Sorry for the delay, been out working .
I went and looked at your pictures, and i can see that the large beam above each stall will block any general lighting you put in the walkway.
Since your barn is so split up with the partitions and beams, i really dont know how to run this scenerio in my software program. it cant adjust for shadowing.
I think you will have to install a separate fixture inside each stall as others have said. They do make florescent fixtures with full vapor proof wraps, and i have installed these in wash bays and in stalls where people are worried about dust. My lights are 16 years old....using original lamps. Have never been cleaned, and put out awesome light.

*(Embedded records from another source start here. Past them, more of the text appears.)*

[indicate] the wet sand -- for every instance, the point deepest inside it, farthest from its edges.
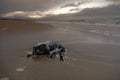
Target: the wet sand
(93, 51)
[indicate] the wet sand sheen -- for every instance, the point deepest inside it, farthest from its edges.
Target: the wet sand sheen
(86, 61)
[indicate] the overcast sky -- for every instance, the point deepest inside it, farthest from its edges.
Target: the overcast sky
(42, 8)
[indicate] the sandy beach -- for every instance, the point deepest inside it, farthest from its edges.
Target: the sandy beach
(93, 51)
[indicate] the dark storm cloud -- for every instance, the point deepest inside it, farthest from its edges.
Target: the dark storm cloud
(72, 4)
(27, 5)
(45, 8)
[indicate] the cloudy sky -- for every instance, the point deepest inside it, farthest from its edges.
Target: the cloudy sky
(46, 8)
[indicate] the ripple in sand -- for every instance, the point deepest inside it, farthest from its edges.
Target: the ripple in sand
(3, 29)
(20, 69)
(4, 78)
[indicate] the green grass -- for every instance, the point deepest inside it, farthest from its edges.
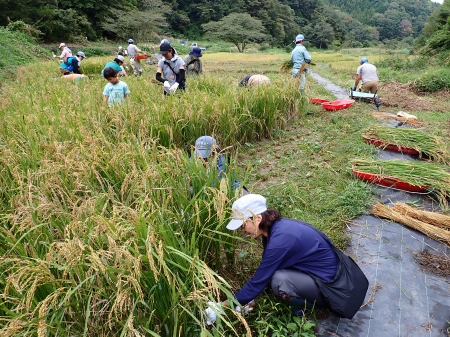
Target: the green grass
(100, 234)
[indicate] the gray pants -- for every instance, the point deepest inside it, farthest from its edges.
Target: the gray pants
(289, 284)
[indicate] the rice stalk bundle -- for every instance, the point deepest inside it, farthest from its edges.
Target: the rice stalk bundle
(411, 121)
(432, 218)
(435, 177)
(431, 231)
(430, 145)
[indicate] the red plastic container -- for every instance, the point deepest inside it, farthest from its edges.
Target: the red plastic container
(318, 100)
(391, 147)
(333, 106)
(388, 181)
(346, 102)
(141, 57)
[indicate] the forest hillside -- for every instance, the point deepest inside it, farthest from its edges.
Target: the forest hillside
(326, 23)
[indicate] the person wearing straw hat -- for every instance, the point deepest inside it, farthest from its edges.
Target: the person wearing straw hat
(300, 58)
(254, 80)
(293, 250)
(193, 63)
(367, 74)
(117, 65)
(172, 67)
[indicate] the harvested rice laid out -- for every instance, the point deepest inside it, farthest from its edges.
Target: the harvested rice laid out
(432, 218)
(431, 231)
(432, 146)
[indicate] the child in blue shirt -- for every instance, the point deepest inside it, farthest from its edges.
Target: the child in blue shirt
(116, 91)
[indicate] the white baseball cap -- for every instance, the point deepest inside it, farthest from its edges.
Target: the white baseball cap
(246, 207)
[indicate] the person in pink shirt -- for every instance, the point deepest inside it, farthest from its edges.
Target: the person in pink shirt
(65, 52)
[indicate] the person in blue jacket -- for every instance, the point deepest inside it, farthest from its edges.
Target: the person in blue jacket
(205, 149)
(300, 58)
(292, 251)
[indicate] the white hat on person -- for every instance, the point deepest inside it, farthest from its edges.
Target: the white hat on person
(246, 207)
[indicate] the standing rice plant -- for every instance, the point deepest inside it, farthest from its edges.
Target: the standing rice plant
(108, 227)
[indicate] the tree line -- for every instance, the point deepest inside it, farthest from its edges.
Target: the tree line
(325, 23)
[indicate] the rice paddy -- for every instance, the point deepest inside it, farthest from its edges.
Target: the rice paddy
(109, 228)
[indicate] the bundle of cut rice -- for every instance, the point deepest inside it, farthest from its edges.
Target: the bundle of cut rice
(413, 122)
(430, 145)
(432, 218)
(431, 231)
(417, 173)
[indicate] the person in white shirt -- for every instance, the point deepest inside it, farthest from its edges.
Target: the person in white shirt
(367, 74)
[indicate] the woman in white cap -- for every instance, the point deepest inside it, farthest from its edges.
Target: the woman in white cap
(297, 258)
(193, 63)
(300, 58)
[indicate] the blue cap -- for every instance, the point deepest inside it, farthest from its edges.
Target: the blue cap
(196, 52)
(299, 37)
(204, 146)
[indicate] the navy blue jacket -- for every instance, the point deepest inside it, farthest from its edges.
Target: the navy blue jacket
(290, 245)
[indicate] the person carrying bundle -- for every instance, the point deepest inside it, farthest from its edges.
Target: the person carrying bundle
(72, 64)
(132, 50)
(300, 58)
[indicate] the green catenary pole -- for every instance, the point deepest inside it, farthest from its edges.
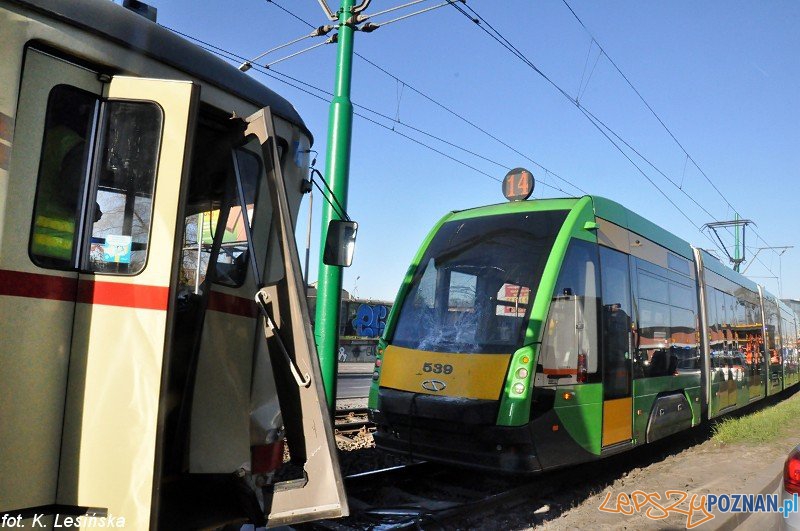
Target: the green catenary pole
(329, 287)
(736, 254)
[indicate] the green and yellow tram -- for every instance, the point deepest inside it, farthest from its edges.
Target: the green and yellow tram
(535, 334)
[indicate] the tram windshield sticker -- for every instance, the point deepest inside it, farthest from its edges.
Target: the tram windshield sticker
(512, 300)
(117, 249)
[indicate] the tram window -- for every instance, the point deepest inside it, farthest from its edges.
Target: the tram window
(232, 260)
(653, 288)
(125, 185)
(683, 339)
(571, 327)
(63, 171)
(462, 292)
(681, 296)
(468, 294)
(653, 357)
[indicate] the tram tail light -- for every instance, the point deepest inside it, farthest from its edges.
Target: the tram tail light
(791, 472)
(266, 457)
(583, 370)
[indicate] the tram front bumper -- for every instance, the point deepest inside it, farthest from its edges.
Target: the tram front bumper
(454, 431)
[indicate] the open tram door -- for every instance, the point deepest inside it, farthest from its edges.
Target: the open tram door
(153, 431)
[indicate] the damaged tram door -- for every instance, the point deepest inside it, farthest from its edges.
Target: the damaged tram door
(243, 364)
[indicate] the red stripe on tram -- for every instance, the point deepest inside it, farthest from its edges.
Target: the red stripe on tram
(222, 302)
(51, 287)
(126, 295)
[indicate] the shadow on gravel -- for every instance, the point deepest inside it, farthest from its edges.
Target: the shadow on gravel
(375, 504)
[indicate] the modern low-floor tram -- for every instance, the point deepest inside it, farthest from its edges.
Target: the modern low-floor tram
(535, 334)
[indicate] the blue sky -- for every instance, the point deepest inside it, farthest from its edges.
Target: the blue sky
(722, 75)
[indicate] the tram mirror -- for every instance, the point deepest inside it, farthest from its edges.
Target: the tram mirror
(340, 243)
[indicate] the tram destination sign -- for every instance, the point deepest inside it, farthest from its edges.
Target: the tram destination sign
(518, 184)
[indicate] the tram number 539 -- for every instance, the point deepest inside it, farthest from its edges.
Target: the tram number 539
(437, 368)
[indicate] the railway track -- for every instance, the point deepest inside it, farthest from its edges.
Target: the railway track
(431, 496)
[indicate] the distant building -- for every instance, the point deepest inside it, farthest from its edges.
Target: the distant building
(361, 323)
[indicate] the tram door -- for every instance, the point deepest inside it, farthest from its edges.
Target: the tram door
(616, 333)
(55, 117)
(128, 243)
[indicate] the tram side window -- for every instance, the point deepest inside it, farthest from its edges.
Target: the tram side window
(570, 342)
(667, 339)
(92, 211)
(212, 170)
(125, 185)
(63, 172)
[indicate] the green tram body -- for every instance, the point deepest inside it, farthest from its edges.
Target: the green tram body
(536, 334)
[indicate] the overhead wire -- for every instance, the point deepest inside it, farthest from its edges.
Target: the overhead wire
(497, 36)
(657, 117)
(234, 58)
(446, 108)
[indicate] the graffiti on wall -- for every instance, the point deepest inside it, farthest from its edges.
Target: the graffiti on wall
(370, 320)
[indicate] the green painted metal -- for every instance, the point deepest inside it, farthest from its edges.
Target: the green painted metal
(582, 414)
(329, 287)
(736, 254)
(540, 205)
(514, 411)
(372, 401)
(619, 215)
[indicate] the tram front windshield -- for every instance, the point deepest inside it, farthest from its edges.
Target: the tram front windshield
(473, 289)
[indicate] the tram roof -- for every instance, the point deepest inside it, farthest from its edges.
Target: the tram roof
(622, 216)
(139, 33)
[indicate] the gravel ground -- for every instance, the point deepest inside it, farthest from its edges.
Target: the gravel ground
(690, 462)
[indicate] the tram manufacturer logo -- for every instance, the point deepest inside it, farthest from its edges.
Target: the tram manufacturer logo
(434, 386)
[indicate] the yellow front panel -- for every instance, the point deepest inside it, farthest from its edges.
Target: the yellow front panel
(617, 420)
(463, 375)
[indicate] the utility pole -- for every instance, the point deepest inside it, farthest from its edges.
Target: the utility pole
(337, 163)
(340, 121)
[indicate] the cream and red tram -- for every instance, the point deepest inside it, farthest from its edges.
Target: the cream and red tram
(155, 346)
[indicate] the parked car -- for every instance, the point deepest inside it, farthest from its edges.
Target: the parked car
(791, 489)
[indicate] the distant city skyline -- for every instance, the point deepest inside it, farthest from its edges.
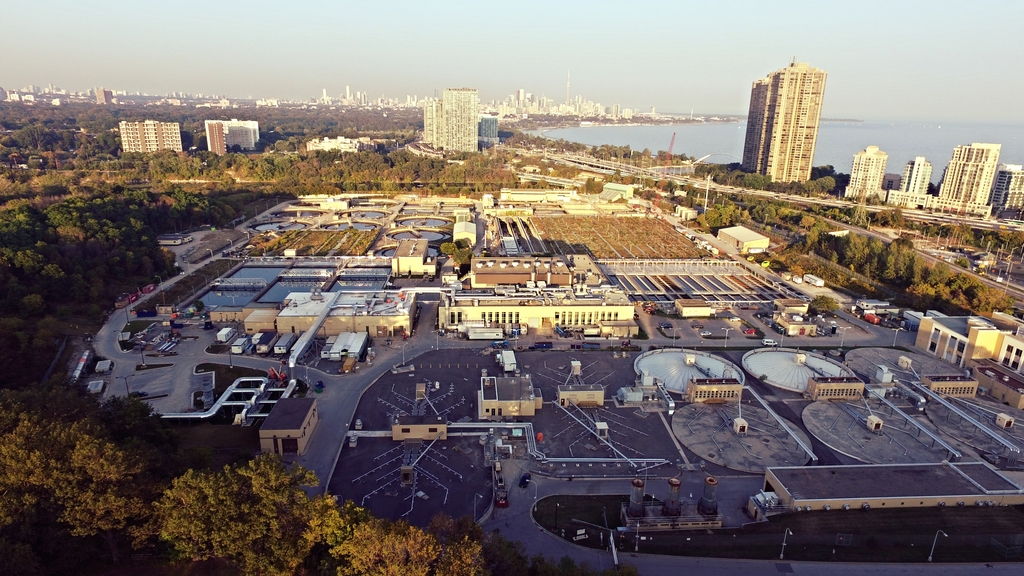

http://www.homedepot.com/h_d1/N-5yc...keyword=florescent&storeId=10051#.URw8KlGxj7U
I have also installed these Jelly jar style incandescent in barns, and as long as you use a very powerful florescent spiral lamp i have never been able to get much light output from them. They do have new style of these that are LED based. However i have never installed these yet.
T8 and T5 lamps with electronic
ballast are good to -20F. My barn has the older style T12 High Output which will light to -40F. However, these styles are phasing out of production as i write this.
I too would use individual stall switching. I always wire barns in EMT conduit but never use 12/2 or 12/3 romex. Its better, cheaper, and all around easier to push #12 THHN stranded or solid wires in the conduits. If you have ever tried to pull 12/2 romex thru conduit, youll only do it once. it sucks.
1/2" emt can allow easily 3 circuits (7 - #12 wires) and 3/4" can allow more wires; however to be legal you have to derate current if you use more than 3 circuits in a conduit. I would run the main runs in 3/4" and all the drops (outlets, switches, light fixtures) in 1/2" conduit.
For the central barn, i personally would use Three (3) 8 foot T8 tandem fixtures (each light uses 4 - 4' long lamps. Use at minimum a 4,100K lamp for cool white lighting as this seems to be the best look in a barn. I have also used 5,000K and 6,500K lamps for REAL bright (almost bluish white) lights for clients that want it superbright. Spaced 2 feet from wall to 1st light. then 4 feet between fixtures.
Florescent does attract some bugs, but heck...so do horses. I swapped my exterior area light to a high pressure sodium light and this really helped cut down the bugs from the old metal halide i had there previously.